To avoid the ugly with the argument that it’s low frequency or bad energy is what I call denying our experience. There is a distinction between creating a healing space with a specific purpose and denying our experience. What I want to convey is that we’re going to have to face those things eventually anyway. There is no way out of our shadow without confronting it –whether in this life, another, or in the death process.

The odd thing is that nobody has stopped to reflect on the irony that we have transferred the structure we rejected in the first place onto the spiritual journey. We started to awaken as we realized that the conventional social structures of status, money and beliefs not longer made sense to us. But now the spiritual path has become an obsessive quest for manifesting the perfect partner, bank account and social recognition as a spiritual self-help guru. Sounds familiar? Before we were told we had to have a specific kind of job to make money and marry within the socially accepted parameters. But now the goals are the same, albeit a few “OMs” along the way. Now we are all meditating in order to manifest “something”. Nobody wants to meditate to ask God to open their eyes. God forbid we should see the truth of our intentions!

In the delightful book 40 rules of love, Shams says about Rumi, before meeting him: “ Rumi’s words might be like a wild garden, full of teasels, herbs, spruces, and shrubs, but it is always up to the visitor to pick his fancy. While pretty flowers are instantly plucked, few people pay attention to plants with thorns and prickles. But the truth is, great medicines are often made from these.” Shams was the catalyzer of Rumi’s magnificent poetry. And it came about after Rumi’s own journey to the Truth.

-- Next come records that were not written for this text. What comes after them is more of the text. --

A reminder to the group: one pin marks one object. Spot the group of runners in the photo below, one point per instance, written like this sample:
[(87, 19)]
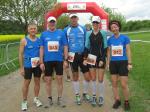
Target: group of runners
[(76, 48)]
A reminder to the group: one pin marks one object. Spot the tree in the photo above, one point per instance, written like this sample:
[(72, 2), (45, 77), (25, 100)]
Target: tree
[(25, 11), (63, 21), (115, 15)]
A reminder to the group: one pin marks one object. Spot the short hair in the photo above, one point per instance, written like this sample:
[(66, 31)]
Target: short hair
[(32, 24), (116, 22)]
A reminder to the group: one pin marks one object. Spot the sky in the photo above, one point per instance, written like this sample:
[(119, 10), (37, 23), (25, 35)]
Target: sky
[(131, 9)]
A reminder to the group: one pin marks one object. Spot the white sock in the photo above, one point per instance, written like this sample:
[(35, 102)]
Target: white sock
[(85, 86), (94, 87), (76, 87), (101, 89)]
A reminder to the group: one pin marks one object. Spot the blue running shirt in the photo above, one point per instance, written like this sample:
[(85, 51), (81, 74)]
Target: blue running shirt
[(53, 43), (76, 38), (118, 47), (31, 51)]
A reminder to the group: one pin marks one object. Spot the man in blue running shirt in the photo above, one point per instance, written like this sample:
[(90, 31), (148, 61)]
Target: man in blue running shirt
[(29, 64), (76, 43), (53, 51)]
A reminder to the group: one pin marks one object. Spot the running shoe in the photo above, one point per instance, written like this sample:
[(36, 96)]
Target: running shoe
[(100, 101), (86, 97), (78, 99), (24, 106), (37, 102), (93, 102), (126, 106), (116, 104), (60, 102)]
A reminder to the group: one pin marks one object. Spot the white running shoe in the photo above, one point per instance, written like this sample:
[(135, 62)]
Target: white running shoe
[(24, 105), (37, 102)]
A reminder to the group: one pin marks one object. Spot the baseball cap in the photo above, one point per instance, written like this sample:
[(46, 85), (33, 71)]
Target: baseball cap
[(51, 18), (96, 19), (73, 15)]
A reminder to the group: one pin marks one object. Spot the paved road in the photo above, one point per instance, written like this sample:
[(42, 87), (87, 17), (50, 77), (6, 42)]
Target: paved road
[(11, 97)]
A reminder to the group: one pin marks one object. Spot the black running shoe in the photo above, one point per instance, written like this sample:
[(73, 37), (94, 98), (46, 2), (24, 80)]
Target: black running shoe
[(116, 104), (126, 106)]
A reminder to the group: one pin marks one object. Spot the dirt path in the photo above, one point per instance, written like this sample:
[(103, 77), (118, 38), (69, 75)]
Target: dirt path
[(11, 97)]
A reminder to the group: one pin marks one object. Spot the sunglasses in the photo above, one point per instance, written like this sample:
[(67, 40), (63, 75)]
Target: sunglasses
[(95, 22), (52, 21)]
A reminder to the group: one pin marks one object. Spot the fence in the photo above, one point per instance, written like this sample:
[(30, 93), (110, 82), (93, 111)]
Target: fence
[(8, 54)]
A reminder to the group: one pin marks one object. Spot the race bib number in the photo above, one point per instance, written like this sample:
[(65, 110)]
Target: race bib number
[(117, 50), (35, 62), (71, 56), (53, 46), (91, 59)]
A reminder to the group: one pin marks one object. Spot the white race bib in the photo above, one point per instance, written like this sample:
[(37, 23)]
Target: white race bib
[(35, 62), (53, 46), (117, 50), (71, 56), (91, 59)]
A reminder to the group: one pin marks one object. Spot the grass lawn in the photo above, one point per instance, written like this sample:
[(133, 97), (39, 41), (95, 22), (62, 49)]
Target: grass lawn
[(139, 77)]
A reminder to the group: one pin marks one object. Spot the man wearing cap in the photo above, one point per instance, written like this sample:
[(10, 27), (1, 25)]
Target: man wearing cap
[(76, 43), (29, 64), (96, 45), (53, 48)]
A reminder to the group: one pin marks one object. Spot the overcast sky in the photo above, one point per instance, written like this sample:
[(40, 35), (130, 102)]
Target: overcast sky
[(131, 9)]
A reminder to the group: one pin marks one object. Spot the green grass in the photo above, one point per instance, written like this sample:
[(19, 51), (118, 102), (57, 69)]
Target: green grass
[(140, 36), (139, 77), (13, 53)]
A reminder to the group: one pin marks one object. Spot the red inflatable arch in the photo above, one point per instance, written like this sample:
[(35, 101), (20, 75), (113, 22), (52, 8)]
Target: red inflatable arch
[(81, 7)]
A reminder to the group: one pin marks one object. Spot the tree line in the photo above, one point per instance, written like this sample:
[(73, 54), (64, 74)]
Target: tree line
[(15, 15)]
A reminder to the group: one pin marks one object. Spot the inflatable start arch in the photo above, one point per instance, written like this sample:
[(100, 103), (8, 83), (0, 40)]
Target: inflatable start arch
[(81, 7)]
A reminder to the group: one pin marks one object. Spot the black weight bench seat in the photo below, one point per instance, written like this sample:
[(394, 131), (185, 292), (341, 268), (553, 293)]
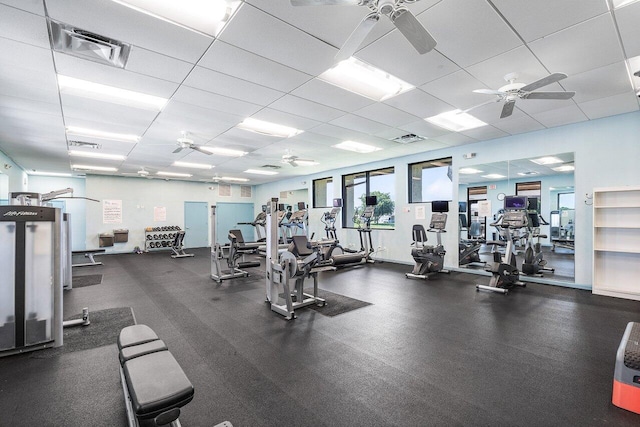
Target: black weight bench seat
[(156, 384)]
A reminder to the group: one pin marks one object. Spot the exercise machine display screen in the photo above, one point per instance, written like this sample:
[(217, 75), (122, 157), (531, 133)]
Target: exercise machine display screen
[(440, 206), (513, 203)]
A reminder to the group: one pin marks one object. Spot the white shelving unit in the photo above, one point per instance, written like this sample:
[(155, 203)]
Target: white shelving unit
[(616, 242)]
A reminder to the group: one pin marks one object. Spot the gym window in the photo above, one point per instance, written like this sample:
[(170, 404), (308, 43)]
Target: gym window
[(430, 180), (358, 186), (323, 193)]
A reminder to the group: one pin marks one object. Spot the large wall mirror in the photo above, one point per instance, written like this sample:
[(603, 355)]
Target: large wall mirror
[(548, 184)]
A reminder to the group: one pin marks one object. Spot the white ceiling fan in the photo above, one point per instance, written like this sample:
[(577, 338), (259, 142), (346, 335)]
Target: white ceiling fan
[(185, 142), (513, 91), (296, 161), (400, 16)]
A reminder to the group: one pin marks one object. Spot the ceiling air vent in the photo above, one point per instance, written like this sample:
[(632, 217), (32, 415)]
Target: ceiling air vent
[(408, 139), (87, 45)]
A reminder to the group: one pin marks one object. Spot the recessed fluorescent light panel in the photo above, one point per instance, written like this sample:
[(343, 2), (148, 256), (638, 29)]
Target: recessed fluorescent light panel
[(456, 121), (549, 160), (223, 151), (268, 128), (94, 155), (260, 172), (358, 147), (365, 80), (564, 168), (49, 173), (92, 133), (94, 168), (192, 165), (86, 89), (469, 171), (202, 16), (174, 174)]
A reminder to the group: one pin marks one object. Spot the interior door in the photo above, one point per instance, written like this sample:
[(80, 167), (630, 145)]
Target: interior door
[(196, 224), (228, 215)]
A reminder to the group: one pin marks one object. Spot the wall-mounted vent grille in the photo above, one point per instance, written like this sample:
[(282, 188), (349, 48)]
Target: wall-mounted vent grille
[(408, 139), (87, 45)]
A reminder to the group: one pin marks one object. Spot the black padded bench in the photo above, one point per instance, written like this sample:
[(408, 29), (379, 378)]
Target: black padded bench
[(88, 253), (154, 384)]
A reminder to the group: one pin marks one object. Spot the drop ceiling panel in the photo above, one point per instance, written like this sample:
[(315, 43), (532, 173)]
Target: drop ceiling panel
[(419, 103), (535, 19), (386, 114), (588, 45), (360, 124), (33, 6), (393, 52), (456, 89), (23, 26), (627, 18), (599, 83), (213, 101), (324, 93), (154, 64), (71, 66), (609, 106), (222, 84), (266, 35), (230, 60), (305, 108), (115, 21), (468, 32)]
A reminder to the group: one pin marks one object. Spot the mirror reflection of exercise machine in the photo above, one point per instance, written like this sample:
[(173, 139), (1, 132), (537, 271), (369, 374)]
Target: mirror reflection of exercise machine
[(429, 259), (504, 270)]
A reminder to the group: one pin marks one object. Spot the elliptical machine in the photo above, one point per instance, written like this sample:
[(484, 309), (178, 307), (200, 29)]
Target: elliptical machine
[(429, 259), (504, 271)]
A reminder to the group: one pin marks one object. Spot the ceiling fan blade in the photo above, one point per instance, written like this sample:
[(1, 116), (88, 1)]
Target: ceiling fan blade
[(490, 92), (199, 148), (357, 37), (550, 95), (323, 2), (507, 109), (551, 78), (412, 29)]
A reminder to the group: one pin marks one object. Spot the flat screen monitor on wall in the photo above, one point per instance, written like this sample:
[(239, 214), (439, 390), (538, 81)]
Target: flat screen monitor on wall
[(440, 206), (514, 203)]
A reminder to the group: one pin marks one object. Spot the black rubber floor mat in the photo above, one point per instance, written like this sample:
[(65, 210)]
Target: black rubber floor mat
[(103, 330), (88, 280), (336, 303)]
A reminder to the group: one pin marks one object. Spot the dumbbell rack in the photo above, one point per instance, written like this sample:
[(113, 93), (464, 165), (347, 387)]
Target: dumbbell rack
[(158, 238)]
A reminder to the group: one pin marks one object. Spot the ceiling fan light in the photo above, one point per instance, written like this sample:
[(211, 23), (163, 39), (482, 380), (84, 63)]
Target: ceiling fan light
[(365, 80), (192, 165), (260, 172), (548, 160), (268, 128), (87, 89), (94, 155), (174, 174), (358, 147), (92, 133), (456, 121)]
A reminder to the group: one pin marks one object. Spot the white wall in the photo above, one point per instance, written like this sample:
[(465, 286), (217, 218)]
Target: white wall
[(606, 154), (139, 197)]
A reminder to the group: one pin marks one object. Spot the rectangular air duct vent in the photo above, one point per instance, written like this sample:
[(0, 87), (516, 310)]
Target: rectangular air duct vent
[(87, 45), (408, 139)]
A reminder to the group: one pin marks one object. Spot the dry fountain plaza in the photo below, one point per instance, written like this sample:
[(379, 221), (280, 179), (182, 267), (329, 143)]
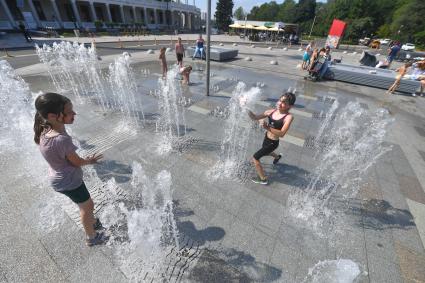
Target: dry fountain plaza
[(346, 203)]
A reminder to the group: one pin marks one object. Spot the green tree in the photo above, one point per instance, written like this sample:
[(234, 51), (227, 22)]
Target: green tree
[(266, 12), (305, 10), (239, 14), (287, 12), (223, 14), (408, 20), (384, 31)]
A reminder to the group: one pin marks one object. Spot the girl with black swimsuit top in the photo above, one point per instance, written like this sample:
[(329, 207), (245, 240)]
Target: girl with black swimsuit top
[(279, 121)]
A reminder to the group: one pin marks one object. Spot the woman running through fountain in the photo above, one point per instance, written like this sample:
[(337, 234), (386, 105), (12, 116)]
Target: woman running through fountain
[(54, 111), (163, 62), (278, 122)]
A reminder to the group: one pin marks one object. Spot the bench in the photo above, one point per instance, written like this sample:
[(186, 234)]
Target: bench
[(216, 53), (369, 76)]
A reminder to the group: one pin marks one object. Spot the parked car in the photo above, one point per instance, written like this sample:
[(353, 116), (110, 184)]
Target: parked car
[(376, 44), (408, 47), (385, 41), (364, 41)]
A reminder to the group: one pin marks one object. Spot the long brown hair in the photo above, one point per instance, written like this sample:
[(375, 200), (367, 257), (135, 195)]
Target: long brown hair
[(44, 104)]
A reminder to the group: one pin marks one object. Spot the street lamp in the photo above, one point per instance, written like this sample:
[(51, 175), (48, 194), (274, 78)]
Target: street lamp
[(314, 20), (208, 45)]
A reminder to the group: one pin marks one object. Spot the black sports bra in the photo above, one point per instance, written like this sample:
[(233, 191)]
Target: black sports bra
[(276, 124)]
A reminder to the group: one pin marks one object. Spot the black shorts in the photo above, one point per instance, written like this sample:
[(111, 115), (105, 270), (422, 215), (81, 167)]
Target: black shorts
[(79, 195), (269, 146)]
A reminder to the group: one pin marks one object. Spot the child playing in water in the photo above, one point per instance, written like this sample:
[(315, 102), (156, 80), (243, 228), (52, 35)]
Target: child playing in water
[(54, 111), (185, 72), (401, 72), (163, 62), (279, 121), (179, 52)]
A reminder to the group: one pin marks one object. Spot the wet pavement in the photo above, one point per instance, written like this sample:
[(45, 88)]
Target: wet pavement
[(232, 230)]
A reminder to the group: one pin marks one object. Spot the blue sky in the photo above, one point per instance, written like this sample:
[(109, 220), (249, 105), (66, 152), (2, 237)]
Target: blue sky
[(246, 4)]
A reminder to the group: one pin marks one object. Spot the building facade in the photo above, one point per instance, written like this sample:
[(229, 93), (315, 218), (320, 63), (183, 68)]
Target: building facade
[(69, 14)]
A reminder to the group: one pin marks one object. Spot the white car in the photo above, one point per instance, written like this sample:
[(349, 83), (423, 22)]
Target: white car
[(385, 41), (408, 47)]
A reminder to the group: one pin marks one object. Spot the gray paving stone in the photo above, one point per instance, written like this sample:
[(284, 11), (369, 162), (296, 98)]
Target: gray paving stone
[(286, 259)]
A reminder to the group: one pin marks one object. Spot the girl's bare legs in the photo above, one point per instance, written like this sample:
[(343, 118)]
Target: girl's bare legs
[(274, 155), (87, 217), (259, 168)]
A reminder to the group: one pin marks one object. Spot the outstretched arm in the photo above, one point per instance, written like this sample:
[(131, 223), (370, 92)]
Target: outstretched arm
[(259, 116), (77, 161)]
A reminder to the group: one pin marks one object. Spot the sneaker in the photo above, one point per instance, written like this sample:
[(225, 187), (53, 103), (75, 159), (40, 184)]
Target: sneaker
[(98, 225), (276, 160), (99, 239), (258, 180)]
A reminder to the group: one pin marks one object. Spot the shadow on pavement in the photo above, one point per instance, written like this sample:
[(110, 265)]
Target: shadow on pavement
[(290, 175), (108, 169), (232, 265), (379, 215)]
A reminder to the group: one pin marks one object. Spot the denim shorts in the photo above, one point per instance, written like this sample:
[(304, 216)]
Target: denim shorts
[(78, 195)]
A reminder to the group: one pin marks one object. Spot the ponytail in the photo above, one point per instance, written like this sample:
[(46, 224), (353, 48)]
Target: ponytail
[(39, 126)]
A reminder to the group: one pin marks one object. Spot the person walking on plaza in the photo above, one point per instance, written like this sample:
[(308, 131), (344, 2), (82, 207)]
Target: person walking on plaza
[(277, 125), (179, 52), (163, 61), (392, 53), (401, 72), (53, 112), (25, 32), (199, 47)]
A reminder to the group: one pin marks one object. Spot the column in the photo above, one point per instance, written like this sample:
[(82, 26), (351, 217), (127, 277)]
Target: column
[(135, 14), (155, 13), (164, 17), (34, 12), (93, 11), (173, 20), (75, 10), (8, 13), (145, 18), (108, 12), (56, 12), (122, 13)]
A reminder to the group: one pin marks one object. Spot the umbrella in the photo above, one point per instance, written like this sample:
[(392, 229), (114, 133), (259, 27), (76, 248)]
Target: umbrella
[(261, 28), (236, 26)]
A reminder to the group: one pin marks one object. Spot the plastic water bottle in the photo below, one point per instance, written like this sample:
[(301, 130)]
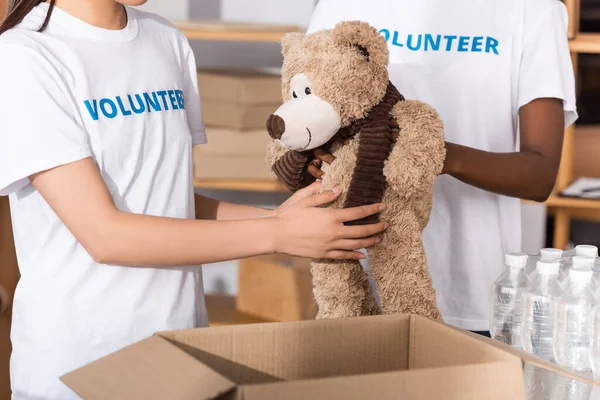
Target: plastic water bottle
[(548, 254), (507, 294), (595, 335), (539, 302), (586, 250), (573, 322), (577, 262)]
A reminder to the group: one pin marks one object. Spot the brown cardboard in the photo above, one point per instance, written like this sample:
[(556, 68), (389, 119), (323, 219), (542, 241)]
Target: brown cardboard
[(230, 154), (276, 288), (240, 86), (234, 115), (383, 357)]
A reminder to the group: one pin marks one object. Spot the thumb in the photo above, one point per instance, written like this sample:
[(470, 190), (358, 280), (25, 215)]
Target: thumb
[(312, 189), (324, 198)]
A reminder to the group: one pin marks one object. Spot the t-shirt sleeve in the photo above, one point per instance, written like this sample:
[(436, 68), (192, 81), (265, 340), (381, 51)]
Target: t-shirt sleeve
[(191, 95), (38, 128), (546, 69)]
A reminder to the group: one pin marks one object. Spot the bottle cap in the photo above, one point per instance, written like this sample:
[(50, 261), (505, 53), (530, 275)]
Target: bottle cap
[(583, 262), (517, 260), (547, 267), (586, 250), (550, 254), (580, 274)]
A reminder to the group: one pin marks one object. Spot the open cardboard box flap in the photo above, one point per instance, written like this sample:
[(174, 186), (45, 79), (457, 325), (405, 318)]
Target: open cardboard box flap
[(356, 358)]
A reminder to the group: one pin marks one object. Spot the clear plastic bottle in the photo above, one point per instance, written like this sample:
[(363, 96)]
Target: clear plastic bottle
[(595, 347), (573, 322), (548, 254), (586, 250), (507, 294), (577, 262), (539, 302)]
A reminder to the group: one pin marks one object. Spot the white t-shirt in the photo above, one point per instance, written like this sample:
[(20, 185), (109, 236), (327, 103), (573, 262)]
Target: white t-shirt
[(477, 63), (129, 99)]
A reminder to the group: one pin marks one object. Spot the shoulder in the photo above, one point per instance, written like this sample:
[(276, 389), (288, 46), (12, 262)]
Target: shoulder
[(536, 11), (158, 25), (21, 52)]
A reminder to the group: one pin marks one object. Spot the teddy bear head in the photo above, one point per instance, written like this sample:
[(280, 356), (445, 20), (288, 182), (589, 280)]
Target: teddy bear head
[(330, 78)]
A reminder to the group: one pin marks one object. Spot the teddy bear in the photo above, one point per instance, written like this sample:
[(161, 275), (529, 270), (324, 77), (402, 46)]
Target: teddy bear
[(338, 96)]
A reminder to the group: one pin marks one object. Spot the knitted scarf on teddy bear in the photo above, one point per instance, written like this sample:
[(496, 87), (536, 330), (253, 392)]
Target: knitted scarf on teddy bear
[(378, 132)]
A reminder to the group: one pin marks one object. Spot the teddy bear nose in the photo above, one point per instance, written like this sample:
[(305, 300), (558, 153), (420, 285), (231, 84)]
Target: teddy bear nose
[(275, 126)]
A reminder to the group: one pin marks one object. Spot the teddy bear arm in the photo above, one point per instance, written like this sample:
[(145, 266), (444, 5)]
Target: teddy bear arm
[(418, 155), (289, 166)]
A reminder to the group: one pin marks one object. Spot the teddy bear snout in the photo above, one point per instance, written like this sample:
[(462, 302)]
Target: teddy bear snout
[(275, 126)]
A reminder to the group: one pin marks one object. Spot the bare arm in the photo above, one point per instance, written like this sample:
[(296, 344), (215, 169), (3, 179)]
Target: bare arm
[(78, 195), (528, 174)]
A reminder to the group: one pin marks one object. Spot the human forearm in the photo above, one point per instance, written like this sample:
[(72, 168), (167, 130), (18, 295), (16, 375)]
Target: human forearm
[(141, 240), (529, 174), (525, 175), (211, 209)]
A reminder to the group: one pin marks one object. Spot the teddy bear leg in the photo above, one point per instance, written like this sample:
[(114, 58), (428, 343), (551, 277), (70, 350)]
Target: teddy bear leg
[(400, 272), (342, 289)]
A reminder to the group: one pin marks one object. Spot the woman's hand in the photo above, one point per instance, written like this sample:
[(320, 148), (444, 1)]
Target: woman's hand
[(306, 229), (314, 167)]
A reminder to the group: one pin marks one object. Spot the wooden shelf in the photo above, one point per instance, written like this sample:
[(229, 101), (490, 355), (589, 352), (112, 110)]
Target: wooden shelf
[(233, 31), (574, 203), (266, 185), (588, 43)]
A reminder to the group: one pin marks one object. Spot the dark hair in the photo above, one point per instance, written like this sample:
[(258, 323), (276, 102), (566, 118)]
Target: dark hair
[(18, 9)]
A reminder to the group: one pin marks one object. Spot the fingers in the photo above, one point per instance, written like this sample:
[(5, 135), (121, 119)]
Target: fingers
[(363, 231), (322, 199), (310, 190), (352, 214), (323, 155), (315, 171), (357, 244), (345, 255)]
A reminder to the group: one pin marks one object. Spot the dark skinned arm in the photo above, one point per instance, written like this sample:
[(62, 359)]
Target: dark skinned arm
[(529, 174)]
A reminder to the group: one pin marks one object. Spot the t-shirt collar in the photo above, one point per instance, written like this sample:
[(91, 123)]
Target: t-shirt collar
[(92, 32)]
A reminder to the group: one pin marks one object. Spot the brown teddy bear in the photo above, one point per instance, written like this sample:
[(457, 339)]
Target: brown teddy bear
[(387, 149)]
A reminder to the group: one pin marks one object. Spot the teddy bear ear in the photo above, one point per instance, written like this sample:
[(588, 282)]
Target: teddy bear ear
[(291, 42), (364, 38)]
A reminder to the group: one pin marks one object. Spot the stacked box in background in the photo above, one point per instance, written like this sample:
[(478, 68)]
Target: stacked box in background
[(235, 105), (276, 288)]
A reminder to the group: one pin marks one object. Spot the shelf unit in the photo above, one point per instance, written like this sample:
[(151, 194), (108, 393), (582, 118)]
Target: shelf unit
[(565, 209), (237, 32)]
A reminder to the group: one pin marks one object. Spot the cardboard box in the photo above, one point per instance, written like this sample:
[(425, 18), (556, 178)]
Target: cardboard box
[(240, 86), (276, 288), (239, 99), (231, 154), (236, 116), (383, 357)]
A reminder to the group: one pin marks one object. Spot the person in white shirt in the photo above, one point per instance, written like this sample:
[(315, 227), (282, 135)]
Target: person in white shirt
[(100, 109), (498, 72)]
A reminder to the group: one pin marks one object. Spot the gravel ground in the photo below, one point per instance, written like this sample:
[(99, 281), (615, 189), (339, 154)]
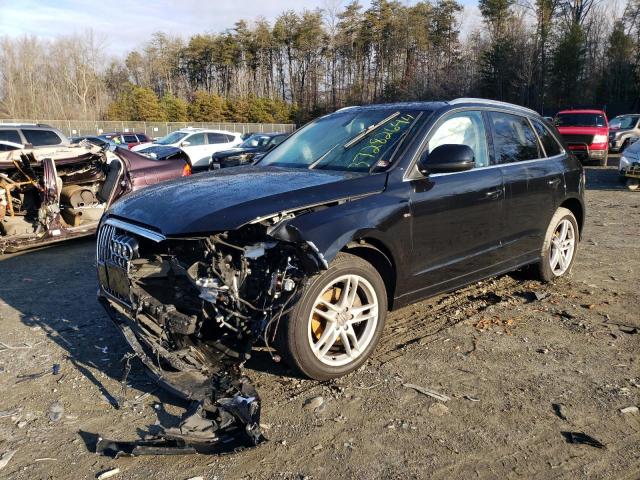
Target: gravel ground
[(521, 362)]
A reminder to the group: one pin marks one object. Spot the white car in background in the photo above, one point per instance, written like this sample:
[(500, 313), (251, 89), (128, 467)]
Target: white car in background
[(629, 156), (198, 143)]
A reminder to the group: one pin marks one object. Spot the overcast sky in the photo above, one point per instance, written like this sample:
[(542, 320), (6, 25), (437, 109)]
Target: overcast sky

Accepting the body is such a huge test in our life, especially for women. And it is a huge test in our spiritual evolution –a key one in fact. To attend to our wounds and insecurities and dig deep into them, to look inside of us and address the truth that we don’t accept ourselves can be so powerful, when you emerge on the other side. One way to become aware is to practice the mirrors in our lives. Every time we challenge ourselves to face the truth, our experience is broadened, our spirit is reinforced and our understanding is considerably deepened.

If we systematically disregard that part of our experience -of ourselves- we will be unconsciously under its power and hurt others in the same way we hurt ourselves –which we do unconsciously, as long as we deny it.

We have to know the pits of misery in order to experience enlightenment. We can’t see one without seeing the other. To run away from pain is to run away from the opportunities of the great encounters on the other side, as we emerge transformed, from victims who need to be comforted, to a soul set free to become our ally. And we won’t need fake boobs after that.

What we are really living for is the experience of life, both the pain and the pleasure. The world is a match for us. We are a match for the world.